It’s hard to comprehend the impact that yesterday’s election result will have on the future of women in the US and the rest of the world.
While trying to come to terms with how I’m personally feeling, I’ve landed on describing my numbness as a sort of anticipatory grief.
All I can really do is anticipate the consequences that another four years of Trump will bring to the world.
More women will die from abortions and lack of access to basic healthcare, as it’s likely Trump will support a nationwide abortion ban. Families and loved ones in the US are about to face the depravity of Trump’s mass deportation plans. The transgender community will have several of their rights stripped away. The mass shootings that continue to kill citizens in their own country will not be stopped by obvious gun regulations. And Trump’s plans to increase the use of fossil fuels will mean climate change is set to grow even worse than it already is on our dying planet.
As I rode the bus home from an election watch party yesterday, my earbuds rang with the singer Aurora’s lyrics: “When the last tree has fallen and the rivers are poisoned, you cannot eat money.”
While there’s never one reason that people vote for a certain political candidate, I cannot help but hypothesise that money is at the core of this election outcome.

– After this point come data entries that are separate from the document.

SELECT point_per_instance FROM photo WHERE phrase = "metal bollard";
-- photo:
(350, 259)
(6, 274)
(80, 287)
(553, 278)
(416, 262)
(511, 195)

I’m from the swing state of Wisconsin (which yesterday turned red), and more than once, I heard people say that the cost-of-living crisis and state of the economy were their biggest concerns. It’s a valid concern, for sure, however, it looks like their trust towards which candidate would fix the problem has been placed in the wrong hands.
Many economists, including former US treasury secretary Larry Summers, have said that Trump’s plans to intervene in independent central banking risks setting off a spiral of rapid inflation as well as a weaker economy. More than 20 US recipients of the Nobel prize for economics signed a letter on October 23 that called Harris’ economic agenda “vastly superior” to Trump’s.
Money is at the centre of Trump’s agenda, but the catch is that his motivation is purely personal and not for the greater good.
Let’s not ever forget that Trump is a convicted felon facing multiple lawsuits that will come to a close for the next four years he is president. The long revered and historically significant Oval Office will now be used as a ‘get-out-of-jail free card’ for a sexual abuser, raging misogynist and racist man.
He’s been found liable for sexual abuse, holds 26 sexual misconduct allegations, has already been impeached as president and indicted for inciting a violent riot at the capital and has 34 felony counts.
For all the victim-survivors of sexual abuse, I feel you deeply and understand how hard it is to watch an entitled predator be placed in one of the most powerful positions in the world. That form of grief is an injustice to the human race.
If there was any hope that his first presidential victory was a fluke, it’s most definitely been destroyed. As many believed in 2016, America didn’t drop the ball over what we assumed was a joke. From the 71 million of us Americans who voted yesterday, it seems we’ve proven ignorance is a choice willingly made.
In her concession speech, Harris said “sometimes the fight takes a while,” and that feels painstakingly true with this result.
As I rack my brain for ways to cope with the thought of our ongoing fight, what seems to help is to look back through history and hold onto words from those who came before me. Those who have fought injustice in the past have much to teach my generation on how to channel our grief and anger into good.
“As long as we are not living in our full humanity, we cannot create a world for humanity.” ~Tarana Burke, American activist and creator of the MeToo movement
“I myself cried when I got angry, then became unable to explain why I was angry in the first place. Later I would discover this was endemic among female human beings. Anger is supposed to be “unfeminine” so we suppress it -until it overflows.” ~ Gloria Steinem, American journalist and social-political activist
“And I cried… for all of the women who stretched their bodies for civilizations, only to find ruins.” ~ Sonia Sanchez, American poet and leading figure in the Black Arts Movement.
“Eternal vigilance is the price of liberty, and it does seem to me that notwithstanding all these social agencies and activities there is not that vigilance which should be exercised in the preservation of our rights.” ~ Ida B. Wells, American investigative journalist, sociologist, educator, and early leader in the civil rights movement.
In the coming days, we’re going to hear from analysts and experts who look back to figure out where the Harris campaign took a wrong turn. There will be plenty of speculation as well as much-needed collective discussion on how to move forward.
The work never ends, and we will always need those who are willing to fight the good fight.
Right now, however, those of us who so desperately held hope for America to choose the path of progress should be allowed to sit in our grief.
We could have had the first female US president with Harris, a woman of colour ready to fight for reproductive freedoms, gun safety, small businesses and the environment.
Those of us sitting in a burning house we didn’t choose are allowed to feel rage and anguish. Then, once we’ve acknowledged how much grief comes with taking a step backwards, the fight for our future continues.